Foie gras, a global delicacy that has been produced for thousands of years, always has been controversial, Daguin said.
But, for example, when a councilman influenced by animal activists visited Hudson Valley Foie Gras 10 years ago, he decided not to pursue a ban based on the process he and an accompanying veterinarian witnessed then.
Daguin said she and her industry colleagues were hoping at least one of the 51 legislators in New York City would do the same this time.
“But they did not come to the farm, nor did they send anyone … a veterinarian or someone specializing in animal husbandry,” she said. “These councilmen seem to have been more heavily influenced by the activists who have been financing their political campaigns.
“So, we are going to fight it, and we’re going to do so before the ban in New York City goes into effect in 2022.”
Such appeals have been effective in the past.

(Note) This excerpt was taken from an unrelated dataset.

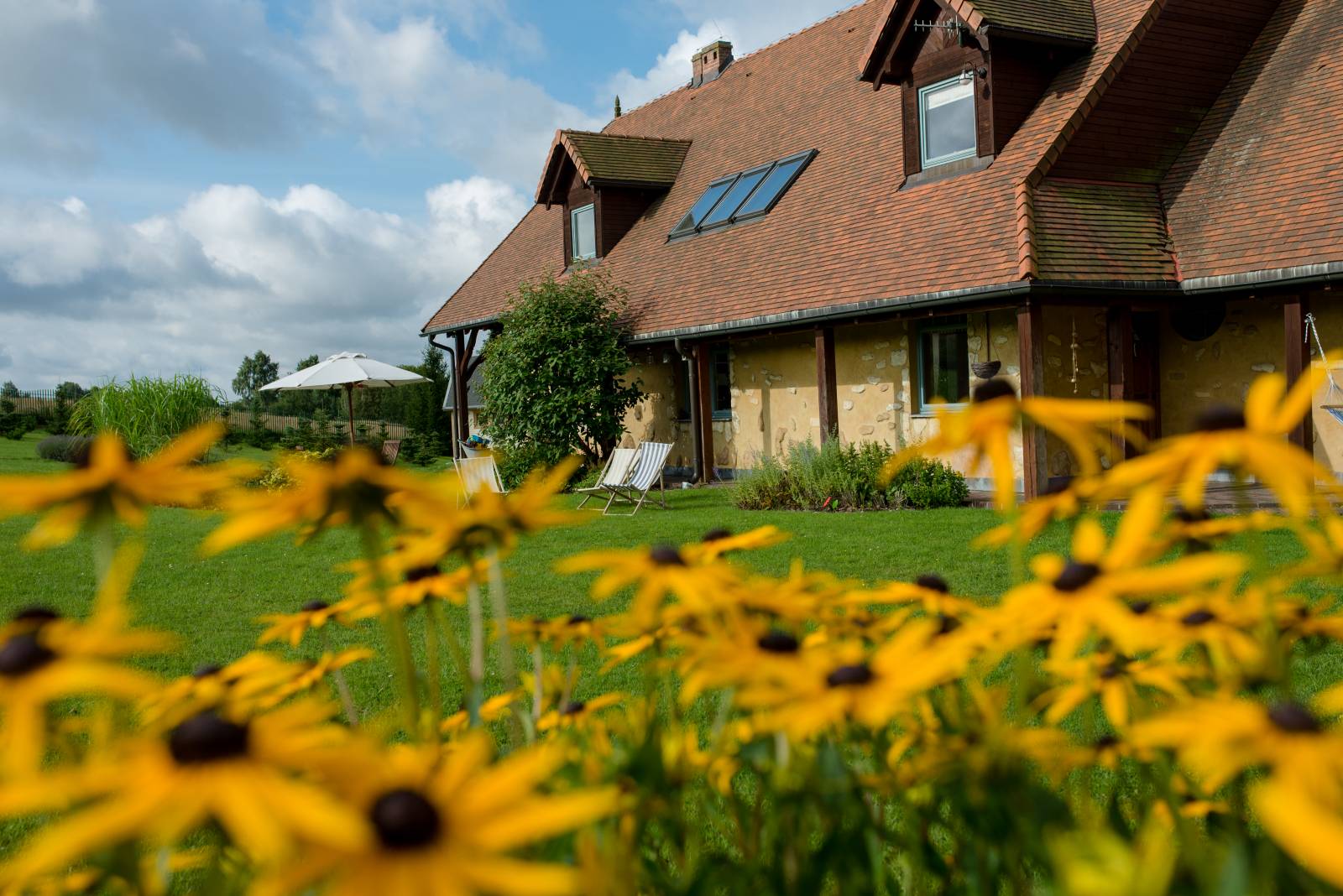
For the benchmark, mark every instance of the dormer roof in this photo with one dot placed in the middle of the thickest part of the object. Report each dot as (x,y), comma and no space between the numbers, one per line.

The city of Chicago approved a ban on foie gras in 2006, but repealed it in 2008. And, when California enacted a ban on foie gras in 2012, a federal judge ruled it unconstitutional in 2015, until a federal appeals court overturned that decision in 2017.
“The producers of foie gras, including in the countries of Canada and France, then filed an appeal with the U.S. Supreme Court, which declined to hear it this past January,” Daguin said. “We have been waiting for someone in California to judge upon that injunction any time now.”

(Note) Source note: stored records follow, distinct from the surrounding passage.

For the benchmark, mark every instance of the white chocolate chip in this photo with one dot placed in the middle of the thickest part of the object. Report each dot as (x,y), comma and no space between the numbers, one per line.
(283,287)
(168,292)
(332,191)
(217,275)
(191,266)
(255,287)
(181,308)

The foie gras producers and purveyors also have the support of nearly 1,000 New York City restaurants that currently list the delicacy on their menus.
“It’s easy to judge something when all we see are nightmarish pictures of horrendously treated animals, but, when you take pride in the ingredient and in the humanely raised animals that Hudson Valley Foie Gras farms has, the story changes dramatically,” said Felipe Donnelly, co-founder and chef at Colonia Verde, a Latin American restaurant in Brooklyn.
Jack Logue, executive chef at the Clocktower, an American restaurant at the Edition Hotel in New York City, said he also thinks it is a shame how decision makers have been improperly informed.
“I challenge those people to actually go up to the farms at Hudson Valley, where, through safe, sustainable and hands-on practices, they raise animals with care in order to present us with a beautiful product that has been around for more than 4,000 years,” Logue said. “Those same people should then go to one of the 25,000 vertically integrated farms that produce 95 percent of the chicken that Americans consume each day and see for themselves what true animal cruelty is.”
Furthermore, the farms that produce foie gras also often take care to sell duck products to pet food processors and to manufacturers of down bedding and coats to ensure they are utilizing the entire animal.
With this also being D’Artagnan’s philosophy, the impending ban would be very detrimental to the company, Daguin said, which sells a two-pound raw foie gras liver of a Moulard duck for $97.49 on its website.
“We also make confit, pate and more with the breasts, the legs, all of it,” Daguin said. “So, when we consider that, this ban will impact more than 10% of our business, or between $12 and $15 million in revenue.”
That news has caused some anxiety.
“We have 280 employees, 180 of whom are in New Jersey, so, if the ban were to be enacted in 2022, we would have to adjust,” Daguin said. “But we are certainly not in as precarious a position as the foie gras producers we work with, and we are nowhere near being in survival mode.
“We just simply have to start thinking ahead.”